= Khenpo Yeshe Phuntsok =

Khenpo Yeshe Phuntsok was born in the Kham region of Tibet in Sichuan Province, China in 1971.

After completing Chinese primary school from 1978 to 1983, he focused on learning Tibetan and was admitted to Sichuan Tibetan school in 1985.

He arrived at Serthar Larung Gar Five Sciences Buddhist Academy in late 1986. From his root guru, Dharmaraja Jigmey Phuntsok Rinpoche, he received numerous teachings of both Sutrayana and Tantrayana, as well as many direct transmissions of tantric pith instructions. After having earned the title "Khenpo" conferred by Rinpoche, he took part in the teachings at the Institute and was responsible for educating the Tibetan Sangha for nine years. In 1996, he was entrusted by Rinpoche to devote himself to the education of Chinese-speaking monastics.

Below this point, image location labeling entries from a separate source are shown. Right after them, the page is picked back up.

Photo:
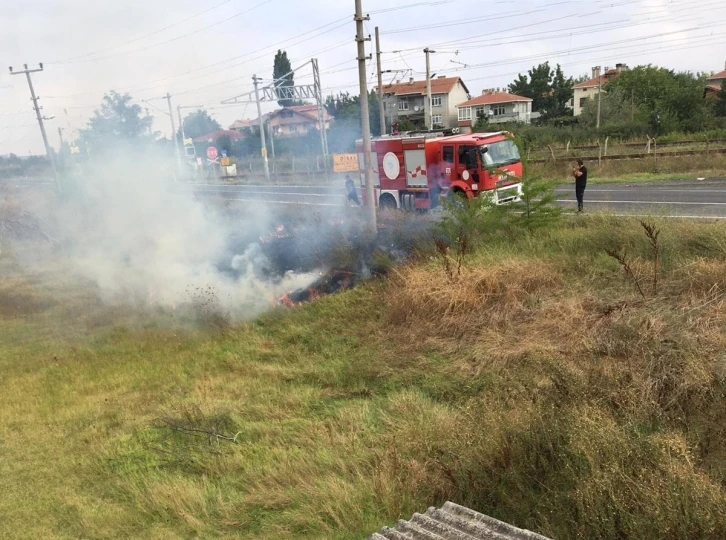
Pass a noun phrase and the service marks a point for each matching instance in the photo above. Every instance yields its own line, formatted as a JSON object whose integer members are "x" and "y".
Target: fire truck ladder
{"x": 278, "y": 90}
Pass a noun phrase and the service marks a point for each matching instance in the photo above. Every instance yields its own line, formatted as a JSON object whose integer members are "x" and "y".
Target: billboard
{"x": 345, "y": 162}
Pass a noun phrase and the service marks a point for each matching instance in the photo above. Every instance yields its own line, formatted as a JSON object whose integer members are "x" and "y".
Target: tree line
{"x": 642, "y": 101}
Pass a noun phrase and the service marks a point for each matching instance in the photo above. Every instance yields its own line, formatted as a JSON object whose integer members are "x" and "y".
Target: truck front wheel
{"x": 387, "y": 202}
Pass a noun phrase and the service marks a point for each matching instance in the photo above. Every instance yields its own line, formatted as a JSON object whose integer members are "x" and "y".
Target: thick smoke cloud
{"x": 142, "y": 238}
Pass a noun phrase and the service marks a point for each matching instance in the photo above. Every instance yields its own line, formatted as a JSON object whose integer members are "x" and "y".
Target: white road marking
{"x": 273, "y": 193}
{"x": 645, "y": 202}
{"x": 288, "y": 202}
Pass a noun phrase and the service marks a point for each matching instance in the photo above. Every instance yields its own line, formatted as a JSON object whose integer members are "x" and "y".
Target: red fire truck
{"x": 414, "y": 170}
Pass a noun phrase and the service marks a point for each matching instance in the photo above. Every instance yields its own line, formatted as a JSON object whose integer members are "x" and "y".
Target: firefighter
{"x": 580, "y": 174}
{"x": 351, "y": 190}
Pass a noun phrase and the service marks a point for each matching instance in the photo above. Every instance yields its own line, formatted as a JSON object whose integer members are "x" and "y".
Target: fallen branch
{"x": 210, "y": 433}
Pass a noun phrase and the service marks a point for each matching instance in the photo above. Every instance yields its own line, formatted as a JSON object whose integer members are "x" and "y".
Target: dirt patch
{"x": 21, "y": 304}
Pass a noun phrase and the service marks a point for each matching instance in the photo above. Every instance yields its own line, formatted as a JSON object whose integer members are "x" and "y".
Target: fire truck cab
{"x": 414, "y": 170}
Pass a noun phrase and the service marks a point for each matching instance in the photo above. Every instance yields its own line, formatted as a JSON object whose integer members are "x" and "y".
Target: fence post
{"x": 554, "y": 159}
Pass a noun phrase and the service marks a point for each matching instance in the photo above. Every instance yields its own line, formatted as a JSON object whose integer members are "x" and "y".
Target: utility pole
{"x": 181, "y": 123}
{"x": 262, "y": 126}
{"x": 318, "y": 91}
{"x": 48, "y": 150}
{"x": 173, "y": 133}
{"x": 381, "y": 108}
{"x": 429, "y": 112}
{"x": 365, "y": 117}
{"x": 599, "y": 97}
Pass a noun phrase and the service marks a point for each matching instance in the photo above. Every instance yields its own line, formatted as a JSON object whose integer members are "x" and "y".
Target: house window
{"x": 465, "y": 113}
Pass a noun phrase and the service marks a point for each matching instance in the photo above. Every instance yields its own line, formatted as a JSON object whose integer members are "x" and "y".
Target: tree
{"x": 676, "y": 97}
{"x": 549, "y": 90}
{"x": 118, "y": 121}
{"x": 614, "y": 108}
{"x": 283, "y": 75}
{"x": 199, "y": 123}
{"x": 347, "y": 126}
{"x": 224, "y": 144}
{"x": 562, "y": 92}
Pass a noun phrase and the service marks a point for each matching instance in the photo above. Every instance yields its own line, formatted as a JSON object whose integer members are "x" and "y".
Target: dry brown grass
{"x": 588, "y": 393}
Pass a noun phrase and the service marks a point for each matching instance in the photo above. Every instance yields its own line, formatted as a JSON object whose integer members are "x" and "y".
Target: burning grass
{"x": 538, "y": 387}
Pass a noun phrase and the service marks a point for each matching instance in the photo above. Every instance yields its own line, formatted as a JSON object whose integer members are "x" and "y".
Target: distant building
{"x": 589, "y": 89}
{"x": 714, "y": 83}
{"x": 407, "y": 100}
{"x": 212, "y": 137}
{"x": 497, "y": 107}
{"x": 289, "y": 121}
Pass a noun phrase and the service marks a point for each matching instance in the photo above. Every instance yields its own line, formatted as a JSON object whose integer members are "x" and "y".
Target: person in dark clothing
{"x": 351, "y": 190}
{"x": 580, "y": 174}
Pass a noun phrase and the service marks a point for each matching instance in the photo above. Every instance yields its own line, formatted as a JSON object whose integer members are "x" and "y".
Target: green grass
{"x": 539, "y": 388}
{"x": 639, "y": 170}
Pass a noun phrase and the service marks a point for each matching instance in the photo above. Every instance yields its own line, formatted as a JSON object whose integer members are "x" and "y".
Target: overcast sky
{"x": 205, "y": 51}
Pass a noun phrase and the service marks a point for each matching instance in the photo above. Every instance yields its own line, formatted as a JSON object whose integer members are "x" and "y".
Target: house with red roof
{"x": 289, "y": 121}
{"x": 407, "y": 100}
{"x": 497, "y": 106}
{"x": 589, "y": 89}
{"x": 714, "y": 83}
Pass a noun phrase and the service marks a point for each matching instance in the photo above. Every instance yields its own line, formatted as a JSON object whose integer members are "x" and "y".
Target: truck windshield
{"x": 499, "y": 154}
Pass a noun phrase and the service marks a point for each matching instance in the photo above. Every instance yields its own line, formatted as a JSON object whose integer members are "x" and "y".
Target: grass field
{"x": 538, "y": 387}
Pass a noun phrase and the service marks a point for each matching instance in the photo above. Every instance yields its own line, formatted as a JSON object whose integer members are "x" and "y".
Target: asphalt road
{"x": 686, "y": 198}
{"x": 697, "y": 199}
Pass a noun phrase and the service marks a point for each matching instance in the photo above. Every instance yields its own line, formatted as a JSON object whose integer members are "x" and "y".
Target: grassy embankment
{"x": 539, "y": 388}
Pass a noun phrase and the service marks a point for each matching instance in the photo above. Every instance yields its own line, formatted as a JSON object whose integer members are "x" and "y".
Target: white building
{"x": 497, "y": 106}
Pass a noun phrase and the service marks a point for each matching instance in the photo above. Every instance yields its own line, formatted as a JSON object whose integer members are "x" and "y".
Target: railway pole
{"x": 365, "y": 118}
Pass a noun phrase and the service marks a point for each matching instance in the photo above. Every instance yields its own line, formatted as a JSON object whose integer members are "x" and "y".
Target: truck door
{"x": 448, "y": 169}
{"x": 467, "y": 168}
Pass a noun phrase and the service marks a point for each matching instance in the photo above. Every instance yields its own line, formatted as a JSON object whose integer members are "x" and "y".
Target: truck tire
{"x": 387, "y": 202}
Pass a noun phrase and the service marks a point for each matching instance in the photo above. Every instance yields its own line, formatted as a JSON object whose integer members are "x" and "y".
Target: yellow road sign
{"x": 345, "y": 162}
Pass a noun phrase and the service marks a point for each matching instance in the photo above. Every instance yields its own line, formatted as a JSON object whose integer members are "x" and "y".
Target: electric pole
{"x": 599, "y": 96}
{"x": 262, "y": 127}
{"x": 173, "y": 133}
{"x": 365, "y": 117}
{"x": 381, "y": 108}
{"x": 181, "y": 124}
{"x": 429, "y": 113}
{"x": 48, "y": 150}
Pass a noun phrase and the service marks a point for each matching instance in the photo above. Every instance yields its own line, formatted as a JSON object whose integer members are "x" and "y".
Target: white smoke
{"x": 141, "y": 237}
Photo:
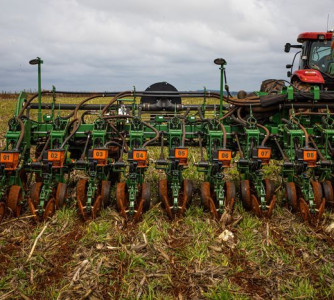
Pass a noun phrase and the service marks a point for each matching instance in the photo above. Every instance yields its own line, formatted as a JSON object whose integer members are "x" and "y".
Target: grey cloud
{"x": 113, "y": 45}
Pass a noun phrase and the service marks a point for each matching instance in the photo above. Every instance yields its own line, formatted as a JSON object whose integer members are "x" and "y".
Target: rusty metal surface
{"x": 81, "y": 210}
{"x": 271, "y": 207}
{"x": 205, "y": 194}
{"x": 121, "y": 198}
{"x": 270, "y": 189}
{"x": 97, "y": 206}
{"x": 139, "y": 209}
{"x": 13, "y": 200}
{"x": 186, "y": 195}
{"x": 82, "y": 191}
{"x": 328, "y": 192}
{"x": 146, "y": 195}
{"x": 32, "y": 209}
{"x": 2, "y": 210}
{"x": 256, "y": 206}
{"x": 304, "y": 210}
{"x": 230, "y": 195}
{"x": 50, "y": 209}
{"x": 61, "y": 194}
{"x": 321, "y": 209}
{"x": 163, "y": 194}
{"x": 105, "y": 192}
{"x": 245, "y": 194}
{"x": 207, "y": 199}
{"x": 35, "y": 192}
{"x": 291, "y": 195}
{"x": 317, "y": 191}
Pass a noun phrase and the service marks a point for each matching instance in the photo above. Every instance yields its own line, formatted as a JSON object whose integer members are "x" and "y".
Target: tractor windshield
{"x": 321, "y": 57}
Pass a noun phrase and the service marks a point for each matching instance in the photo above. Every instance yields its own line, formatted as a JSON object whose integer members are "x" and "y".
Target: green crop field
{"x": 194, "y": 257}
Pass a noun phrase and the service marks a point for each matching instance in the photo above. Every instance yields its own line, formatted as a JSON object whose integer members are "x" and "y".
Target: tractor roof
{"x": 314, "y": 36}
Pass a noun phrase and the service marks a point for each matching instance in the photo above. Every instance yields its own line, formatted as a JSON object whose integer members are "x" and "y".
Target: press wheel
{"x": 14, "y": 200}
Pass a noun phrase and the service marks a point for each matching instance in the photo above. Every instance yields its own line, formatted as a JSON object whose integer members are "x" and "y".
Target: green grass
{"x": 183, "y": 258}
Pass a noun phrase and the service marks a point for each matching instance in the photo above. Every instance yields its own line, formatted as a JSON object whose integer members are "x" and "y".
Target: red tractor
{"x": 316, "y": 61}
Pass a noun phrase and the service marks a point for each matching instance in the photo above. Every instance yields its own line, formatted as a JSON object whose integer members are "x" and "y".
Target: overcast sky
{"x": 107, "y": 45}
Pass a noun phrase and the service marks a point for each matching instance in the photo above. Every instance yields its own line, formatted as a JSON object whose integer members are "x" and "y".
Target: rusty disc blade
{"x": 317, "y": 191}
{"x": 245, "y": 194}
{"x": 304, "y": 210}
{"x": 97, "y": 206}
{"x": 212, "y": 208}
{"x": 230, "y": 206}
{"x": 2, "y": 210}
{"x": 139, "y": 211}
{"x": 321, "y": 209}
{"x": 146, "y": 195}
{"x": 256, "y": 206}
{"x": 291, "y": 195}
{"x": 82, "y": 191}
{"x": 50, "y": 209}
{"x": 328, "y": 192}
{"x": 163, "y": 195}
{"x": 186, "y": 195}
{"x": 14, "y": 200}
{"x": 230, "y": 195}
{"x": 24, "y": 178}
{"x": 121, "y": 198}
{"x": 32, "y": 209}
{"x": 35, "y": 191}
{"x": 81, "y": 210}
{"x": 105, "y": 192}
{"x": 205, "y": 194}
{"x": 270, "y": 189}
{"x": 61, "y": 194}
{"x": 271, "y": 207}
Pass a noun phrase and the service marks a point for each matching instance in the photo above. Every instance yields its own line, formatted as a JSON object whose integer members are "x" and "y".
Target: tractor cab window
{"x": 321, "y": 56}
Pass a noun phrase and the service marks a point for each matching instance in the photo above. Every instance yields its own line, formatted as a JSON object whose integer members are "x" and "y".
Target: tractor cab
{"x": 316, "y": 61}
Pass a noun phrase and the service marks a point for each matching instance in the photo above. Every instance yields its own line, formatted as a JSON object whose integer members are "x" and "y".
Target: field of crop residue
{"x": 193, "y": 257}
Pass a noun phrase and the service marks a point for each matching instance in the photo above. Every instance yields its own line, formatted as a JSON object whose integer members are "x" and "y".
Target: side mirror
{"x": 287, "y": 47}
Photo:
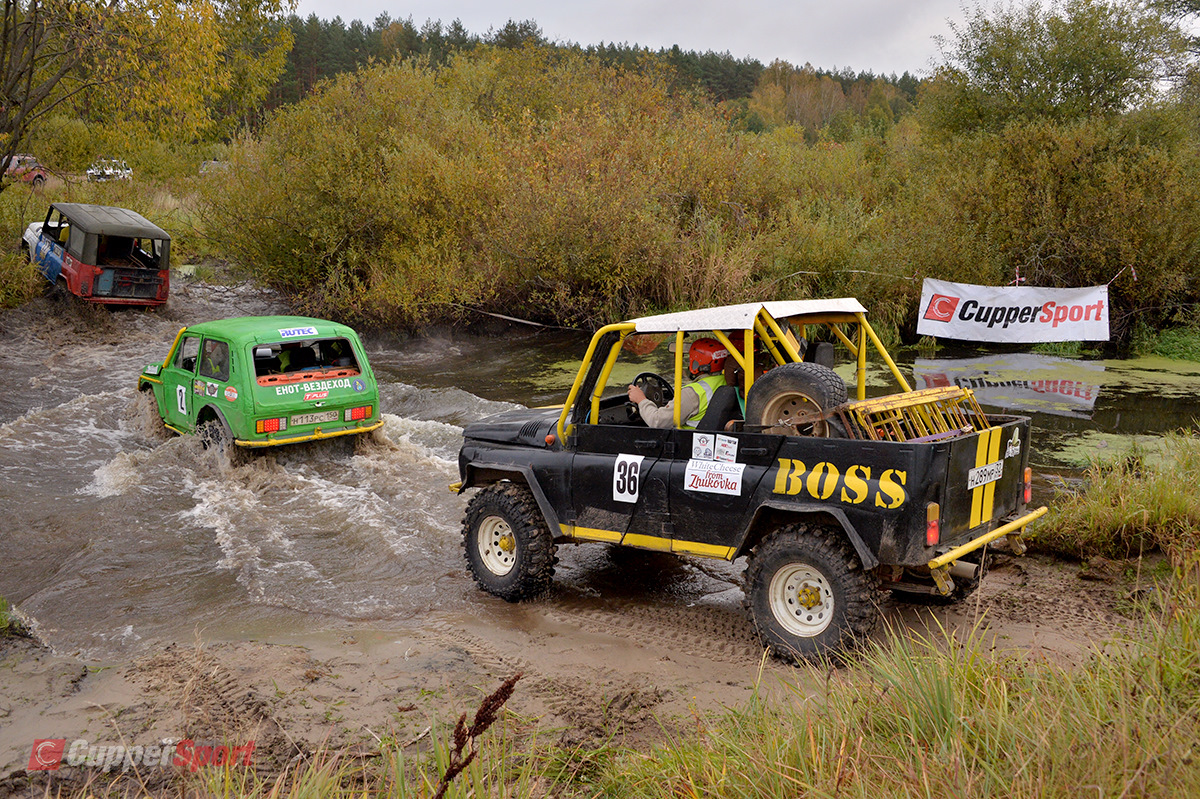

Today, Khenpo still resides at the Institute to teach and guide both the monastics and lay practitioners, implementing the study and practice of bodhicitta, prajna (wisdom), Pure Land Practice, Lamrim (stages of the path to enlightenment), the Five Treatises of Maitreya, and other tantric and Mahayana teachings. He has founded the Mahayana and Vajrayana Buddhist Society, which offers many teachings including classes on mind training, lamrim ("the stages of the path"), pure land practice, prajna (wisdom), and meditation.